Explore how to use AWS service areas when solutioning use cases for a data lake. Data are stored in a raw state initially, and some use cases will use raw data as is. More often, solutions require varying degrees of data preparedness based on a collection of query usage profiles that correlate to actual use cases. Based on the solution, data may be refined and staged with the intent to promote modularity and reuse. The goal is to not overprocess the dataset because it is intended for multiple purposes downstream, such as AWS RedShift for relational analytics, AWS Elasticsearch for text search, or an optimized distributed file system for low-cost active archive storage, which can be queried with an MPP SQL engine.
6
.
Investigate how to put together an end-to-end data management infrastructure for a recommender application being built by a start-up.
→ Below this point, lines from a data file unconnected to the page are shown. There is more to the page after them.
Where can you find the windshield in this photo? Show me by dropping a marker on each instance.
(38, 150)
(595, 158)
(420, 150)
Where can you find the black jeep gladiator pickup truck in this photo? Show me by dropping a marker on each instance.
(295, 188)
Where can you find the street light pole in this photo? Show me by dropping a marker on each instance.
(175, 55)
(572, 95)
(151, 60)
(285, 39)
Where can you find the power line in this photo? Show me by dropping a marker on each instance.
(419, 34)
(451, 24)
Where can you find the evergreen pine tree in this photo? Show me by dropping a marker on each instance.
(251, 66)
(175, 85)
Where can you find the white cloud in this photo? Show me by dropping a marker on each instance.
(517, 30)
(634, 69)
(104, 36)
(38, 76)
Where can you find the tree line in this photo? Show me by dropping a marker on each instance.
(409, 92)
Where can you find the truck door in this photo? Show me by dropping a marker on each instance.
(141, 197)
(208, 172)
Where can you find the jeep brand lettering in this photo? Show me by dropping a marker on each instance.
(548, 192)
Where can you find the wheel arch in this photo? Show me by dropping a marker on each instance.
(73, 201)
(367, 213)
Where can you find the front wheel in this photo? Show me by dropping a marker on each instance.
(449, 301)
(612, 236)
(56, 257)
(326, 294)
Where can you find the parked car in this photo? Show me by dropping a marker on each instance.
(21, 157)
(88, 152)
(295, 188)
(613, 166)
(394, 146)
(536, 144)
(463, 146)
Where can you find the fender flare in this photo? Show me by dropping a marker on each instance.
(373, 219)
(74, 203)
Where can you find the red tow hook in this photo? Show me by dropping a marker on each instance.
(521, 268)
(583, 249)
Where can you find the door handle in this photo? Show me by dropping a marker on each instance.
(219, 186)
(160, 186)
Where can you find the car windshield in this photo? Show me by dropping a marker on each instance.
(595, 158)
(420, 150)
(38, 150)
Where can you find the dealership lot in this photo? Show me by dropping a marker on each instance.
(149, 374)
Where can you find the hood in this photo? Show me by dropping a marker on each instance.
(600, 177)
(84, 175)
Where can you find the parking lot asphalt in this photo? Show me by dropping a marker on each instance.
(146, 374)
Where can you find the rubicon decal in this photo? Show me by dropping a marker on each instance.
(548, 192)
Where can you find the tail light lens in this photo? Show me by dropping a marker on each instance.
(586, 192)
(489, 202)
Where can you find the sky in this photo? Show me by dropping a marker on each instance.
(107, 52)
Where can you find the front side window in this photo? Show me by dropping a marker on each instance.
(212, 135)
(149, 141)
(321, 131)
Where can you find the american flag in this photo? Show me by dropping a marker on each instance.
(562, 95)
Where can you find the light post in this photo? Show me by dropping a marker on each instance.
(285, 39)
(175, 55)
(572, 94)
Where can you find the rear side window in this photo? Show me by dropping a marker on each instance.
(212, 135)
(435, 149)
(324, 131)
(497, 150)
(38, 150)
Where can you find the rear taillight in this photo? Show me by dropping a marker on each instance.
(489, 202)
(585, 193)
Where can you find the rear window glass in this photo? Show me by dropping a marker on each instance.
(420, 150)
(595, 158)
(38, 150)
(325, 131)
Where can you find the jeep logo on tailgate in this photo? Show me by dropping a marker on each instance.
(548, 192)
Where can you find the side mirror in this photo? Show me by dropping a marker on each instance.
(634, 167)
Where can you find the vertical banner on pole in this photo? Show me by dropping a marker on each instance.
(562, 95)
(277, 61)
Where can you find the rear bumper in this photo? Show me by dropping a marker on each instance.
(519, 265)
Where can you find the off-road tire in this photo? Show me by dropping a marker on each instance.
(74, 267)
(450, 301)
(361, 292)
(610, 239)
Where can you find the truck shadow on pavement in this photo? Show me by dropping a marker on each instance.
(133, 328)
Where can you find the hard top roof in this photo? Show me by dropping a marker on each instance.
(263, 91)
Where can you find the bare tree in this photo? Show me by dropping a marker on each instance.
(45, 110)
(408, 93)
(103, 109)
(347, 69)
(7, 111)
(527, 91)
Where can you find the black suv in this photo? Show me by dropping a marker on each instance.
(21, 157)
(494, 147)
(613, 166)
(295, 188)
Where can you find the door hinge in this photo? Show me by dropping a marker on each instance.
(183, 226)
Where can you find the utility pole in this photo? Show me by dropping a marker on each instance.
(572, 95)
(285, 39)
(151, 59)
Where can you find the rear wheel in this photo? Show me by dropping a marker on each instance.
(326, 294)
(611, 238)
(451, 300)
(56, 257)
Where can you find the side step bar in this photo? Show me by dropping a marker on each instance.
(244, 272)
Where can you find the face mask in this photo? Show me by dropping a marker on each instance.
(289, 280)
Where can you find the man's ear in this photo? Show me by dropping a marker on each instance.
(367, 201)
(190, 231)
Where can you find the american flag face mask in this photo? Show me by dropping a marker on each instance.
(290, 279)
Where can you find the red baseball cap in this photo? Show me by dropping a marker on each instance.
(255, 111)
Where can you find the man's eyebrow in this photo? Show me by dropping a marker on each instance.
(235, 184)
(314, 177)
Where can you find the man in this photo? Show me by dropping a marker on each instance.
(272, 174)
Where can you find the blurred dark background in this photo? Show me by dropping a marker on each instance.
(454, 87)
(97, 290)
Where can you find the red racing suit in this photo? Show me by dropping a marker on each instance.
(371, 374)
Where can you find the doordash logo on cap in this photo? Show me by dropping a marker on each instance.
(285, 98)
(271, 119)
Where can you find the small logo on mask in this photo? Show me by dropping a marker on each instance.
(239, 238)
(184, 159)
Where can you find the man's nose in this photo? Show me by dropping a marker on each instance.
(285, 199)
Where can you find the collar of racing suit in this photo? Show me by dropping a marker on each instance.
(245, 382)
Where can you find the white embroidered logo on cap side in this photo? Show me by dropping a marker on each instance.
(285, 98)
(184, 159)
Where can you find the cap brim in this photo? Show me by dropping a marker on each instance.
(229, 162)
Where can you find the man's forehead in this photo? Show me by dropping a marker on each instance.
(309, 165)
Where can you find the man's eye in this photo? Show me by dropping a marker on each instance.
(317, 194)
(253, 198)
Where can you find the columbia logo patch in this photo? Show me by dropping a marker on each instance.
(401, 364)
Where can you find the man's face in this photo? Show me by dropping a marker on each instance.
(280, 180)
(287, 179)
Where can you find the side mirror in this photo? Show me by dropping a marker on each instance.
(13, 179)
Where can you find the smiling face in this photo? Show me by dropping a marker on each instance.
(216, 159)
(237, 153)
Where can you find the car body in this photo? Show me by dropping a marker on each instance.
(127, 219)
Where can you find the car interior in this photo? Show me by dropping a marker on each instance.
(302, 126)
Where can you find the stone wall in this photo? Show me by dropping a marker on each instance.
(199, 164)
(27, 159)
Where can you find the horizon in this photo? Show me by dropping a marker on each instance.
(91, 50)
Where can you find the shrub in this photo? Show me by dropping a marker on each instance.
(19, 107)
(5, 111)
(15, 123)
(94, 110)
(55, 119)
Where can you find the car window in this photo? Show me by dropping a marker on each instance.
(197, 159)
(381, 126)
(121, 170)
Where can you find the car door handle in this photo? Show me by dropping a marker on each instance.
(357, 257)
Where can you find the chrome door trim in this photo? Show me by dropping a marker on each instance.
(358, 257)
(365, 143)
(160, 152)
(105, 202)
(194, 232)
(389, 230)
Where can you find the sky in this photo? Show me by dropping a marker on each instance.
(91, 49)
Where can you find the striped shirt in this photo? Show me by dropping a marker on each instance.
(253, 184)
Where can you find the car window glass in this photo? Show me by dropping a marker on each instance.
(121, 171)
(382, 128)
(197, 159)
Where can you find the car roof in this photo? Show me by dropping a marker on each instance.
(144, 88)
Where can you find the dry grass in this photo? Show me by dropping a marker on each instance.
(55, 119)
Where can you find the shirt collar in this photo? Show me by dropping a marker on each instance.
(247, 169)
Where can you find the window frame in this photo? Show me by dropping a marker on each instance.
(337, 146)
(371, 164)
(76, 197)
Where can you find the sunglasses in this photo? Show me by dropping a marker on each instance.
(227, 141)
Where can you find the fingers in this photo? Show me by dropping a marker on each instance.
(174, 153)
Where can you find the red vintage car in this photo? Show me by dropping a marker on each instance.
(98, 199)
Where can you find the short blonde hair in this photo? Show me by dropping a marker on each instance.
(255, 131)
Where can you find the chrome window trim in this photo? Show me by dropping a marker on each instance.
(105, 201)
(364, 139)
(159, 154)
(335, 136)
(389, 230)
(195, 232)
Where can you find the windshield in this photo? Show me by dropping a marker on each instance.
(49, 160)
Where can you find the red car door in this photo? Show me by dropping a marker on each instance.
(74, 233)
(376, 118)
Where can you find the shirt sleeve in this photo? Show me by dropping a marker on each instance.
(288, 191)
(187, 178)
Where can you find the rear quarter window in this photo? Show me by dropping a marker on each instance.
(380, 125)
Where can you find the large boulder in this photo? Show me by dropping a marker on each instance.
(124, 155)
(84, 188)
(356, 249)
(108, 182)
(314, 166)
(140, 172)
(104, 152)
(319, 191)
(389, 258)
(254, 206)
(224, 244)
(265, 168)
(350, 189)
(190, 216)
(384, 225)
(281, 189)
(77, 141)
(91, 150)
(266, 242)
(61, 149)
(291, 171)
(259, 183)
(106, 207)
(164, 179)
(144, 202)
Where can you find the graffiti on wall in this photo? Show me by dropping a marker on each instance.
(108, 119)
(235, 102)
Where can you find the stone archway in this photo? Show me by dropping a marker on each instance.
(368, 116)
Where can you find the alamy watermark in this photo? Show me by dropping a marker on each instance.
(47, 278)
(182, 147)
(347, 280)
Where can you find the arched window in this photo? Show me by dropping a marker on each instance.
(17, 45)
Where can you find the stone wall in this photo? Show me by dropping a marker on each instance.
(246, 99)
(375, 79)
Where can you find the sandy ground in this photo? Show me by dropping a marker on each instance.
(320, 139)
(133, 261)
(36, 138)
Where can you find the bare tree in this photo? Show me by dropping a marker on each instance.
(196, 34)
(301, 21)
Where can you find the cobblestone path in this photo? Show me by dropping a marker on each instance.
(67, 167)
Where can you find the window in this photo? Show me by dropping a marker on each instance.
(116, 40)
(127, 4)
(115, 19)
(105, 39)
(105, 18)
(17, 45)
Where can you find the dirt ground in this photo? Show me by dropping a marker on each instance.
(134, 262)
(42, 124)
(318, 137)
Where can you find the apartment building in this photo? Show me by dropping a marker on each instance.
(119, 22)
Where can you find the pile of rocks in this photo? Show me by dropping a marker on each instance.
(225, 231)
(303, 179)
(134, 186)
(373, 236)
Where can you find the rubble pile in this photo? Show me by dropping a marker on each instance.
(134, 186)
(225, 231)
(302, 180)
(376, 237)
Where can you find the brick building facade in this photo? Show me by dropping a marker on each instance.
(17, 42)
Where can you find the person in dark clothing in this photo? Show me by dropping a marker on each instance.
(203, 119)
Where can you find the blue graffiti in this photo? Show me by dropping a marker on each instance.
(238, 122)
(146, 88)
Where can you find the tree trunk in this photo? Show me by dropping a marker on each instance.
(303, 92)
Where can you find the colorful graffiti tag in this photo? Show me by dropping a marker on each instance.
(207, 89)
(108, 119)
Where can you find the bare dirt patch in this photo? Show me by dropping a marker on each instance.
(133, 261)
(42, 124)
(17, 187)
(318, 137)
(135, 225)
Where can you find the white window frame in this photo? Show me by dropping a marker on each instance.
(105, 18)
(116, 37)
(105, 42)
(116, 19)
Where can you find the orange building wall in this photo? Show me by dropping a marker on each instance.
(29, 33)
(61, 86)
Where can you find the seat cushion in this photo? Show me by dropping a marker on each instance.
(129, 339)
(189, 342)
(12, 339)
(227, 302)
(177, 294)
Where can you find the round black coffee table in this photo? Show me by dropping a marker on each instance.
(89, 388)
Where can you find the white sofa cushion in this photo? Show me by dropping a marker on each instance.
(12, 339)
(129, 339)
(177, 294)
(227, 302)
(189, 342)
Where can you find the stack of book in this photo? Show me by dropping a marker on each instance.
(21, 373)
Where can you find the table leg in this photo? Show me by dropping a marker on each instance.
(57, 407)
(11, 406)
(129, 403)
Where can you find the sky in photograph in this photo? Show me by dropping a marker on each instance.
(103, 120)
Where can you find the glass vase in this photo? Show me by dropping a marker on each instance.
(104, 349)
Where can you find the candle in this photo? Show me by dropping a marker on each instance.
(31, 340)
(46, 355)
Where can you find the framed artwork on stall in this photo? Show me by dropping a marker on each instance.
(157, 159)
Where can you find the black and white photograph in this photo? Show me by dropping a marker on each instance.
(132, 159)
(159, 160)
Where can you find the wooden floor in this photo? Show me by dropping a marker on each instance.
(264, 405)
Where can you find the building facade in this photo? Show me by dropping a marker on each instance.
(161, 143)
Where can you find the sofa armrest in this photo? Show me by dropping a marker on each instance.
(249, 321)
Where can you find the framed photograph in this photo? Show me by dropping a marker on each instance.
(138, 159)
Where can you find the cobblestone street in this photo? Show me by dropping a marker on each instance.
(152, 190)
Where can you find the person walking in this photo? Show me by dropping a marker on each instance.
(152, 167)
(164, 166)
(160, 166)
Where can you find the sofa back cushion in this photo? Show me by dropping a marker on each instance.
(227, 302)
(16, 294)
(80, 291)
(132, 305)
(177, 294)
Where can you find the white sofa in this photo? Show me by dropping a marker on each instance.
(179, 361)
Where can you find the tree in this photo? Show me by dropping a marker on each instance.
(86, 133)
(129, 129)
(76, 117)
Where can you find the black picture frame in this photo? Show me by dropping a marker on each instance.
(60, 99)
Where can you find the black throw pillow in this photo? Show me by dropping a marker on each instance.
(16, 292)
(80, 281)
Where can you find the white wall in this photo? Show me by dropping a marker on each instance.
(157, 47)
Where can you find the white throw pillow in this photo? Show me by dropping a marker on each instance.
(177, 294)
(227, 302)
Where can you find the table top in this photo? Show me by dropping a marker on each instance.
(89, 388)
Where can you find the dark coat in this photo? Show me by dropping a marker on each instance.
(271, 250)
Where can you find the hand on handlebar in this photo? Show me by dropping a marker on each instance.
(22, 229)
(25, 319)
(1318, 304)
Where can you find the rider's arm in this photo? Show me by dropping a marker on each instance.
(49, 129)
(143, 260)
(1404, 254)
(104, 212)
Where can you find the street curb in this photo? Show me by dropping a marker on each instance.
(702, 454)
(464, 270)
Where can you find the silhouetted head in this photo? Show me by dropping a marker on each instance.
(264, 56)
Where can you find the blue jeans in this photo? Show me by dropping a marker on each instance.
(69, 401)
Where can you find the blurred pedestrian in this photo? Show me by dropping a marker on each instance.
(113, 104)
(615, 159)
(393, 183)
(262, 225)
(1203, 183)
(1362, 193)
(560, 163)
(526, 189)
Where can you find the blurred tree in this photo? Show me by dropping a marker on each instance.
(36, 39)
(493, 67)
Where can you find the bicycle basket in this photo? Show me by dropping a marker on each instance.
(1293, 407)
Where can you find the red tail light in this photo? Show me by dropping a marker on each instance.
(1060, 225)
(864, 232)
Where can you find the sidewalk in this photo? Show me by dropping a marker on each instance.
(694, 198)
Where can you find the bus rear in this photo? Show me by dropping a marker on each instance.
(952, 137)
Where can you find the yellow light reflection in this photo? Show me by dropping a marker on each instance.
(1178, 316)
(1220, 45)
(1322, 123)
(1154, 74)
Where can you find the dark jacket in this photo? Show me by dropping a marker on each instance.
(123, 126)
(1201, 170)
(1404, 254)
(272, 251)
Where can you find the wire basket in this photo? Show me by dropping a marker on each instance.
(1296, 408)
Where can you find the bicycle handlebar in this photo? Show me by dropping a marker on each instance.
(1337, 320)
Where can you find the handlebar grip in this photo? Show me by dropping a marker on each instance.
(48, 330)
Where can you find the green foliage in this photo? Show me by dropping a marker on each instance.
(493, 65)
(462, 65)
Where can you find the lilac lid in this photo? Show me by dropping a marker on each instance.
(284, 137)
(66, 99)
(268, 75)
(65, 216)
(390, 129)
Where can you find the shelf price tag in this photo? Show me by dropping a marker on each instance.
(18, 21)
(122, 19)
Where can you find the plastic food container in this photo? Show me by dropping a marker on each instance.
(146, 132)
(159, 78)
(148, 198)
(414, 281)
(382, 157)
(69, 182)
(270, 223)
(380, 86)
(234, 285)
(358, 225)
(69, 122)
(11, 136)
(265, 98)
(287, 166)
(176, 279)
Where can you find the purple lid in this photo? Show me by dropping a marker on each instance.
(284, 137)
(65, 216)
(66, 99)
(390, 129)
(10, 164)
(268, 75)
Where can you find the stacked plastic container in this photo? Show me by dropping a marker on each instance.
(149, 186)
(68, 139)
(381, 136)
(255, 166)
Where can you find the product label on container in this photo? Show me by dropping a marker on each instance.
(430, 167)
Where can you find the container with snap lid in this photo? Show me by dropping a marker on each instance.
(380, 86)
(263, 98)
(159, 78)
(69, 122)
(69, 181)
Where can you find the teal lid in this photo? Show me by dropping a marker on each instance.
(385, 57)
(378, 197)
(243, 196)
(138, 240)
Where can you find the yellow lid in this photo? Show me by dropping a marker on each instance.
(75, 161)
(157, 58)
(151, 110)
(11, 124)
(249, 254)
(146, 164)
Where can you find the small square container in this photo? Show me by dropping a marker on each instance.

The application is expected to collect hundreds of gigabytes of both structured (customer profiles, temperatures, prices, and transaction records) and unstructured (customers’ posts/comments and image files) data from users daily. Predictive models will need to be retrained with new data weekly and make recommendations instantaneously on demand. Data collection, storage, and analytics capacity would have to be extremely scalable. The questions at hand are: How can you design a scalable data science process and productionize the models? What are the tools needed to get the job done? You will need to explain how to set up a data pipeline,
7
.
Leverage the types of choices suggested in the associated diagram, decide between on-premises and cloud services, choose a cloud service provider if applicable (in particular, investigate the cloud service provider’s ML/DL capabilities and build your solution to avoid cloud vendor lock-in), and develop robust cloud management practices.
8
.
Search the Internet for available informatics platforms and experiment with any of the ones you find.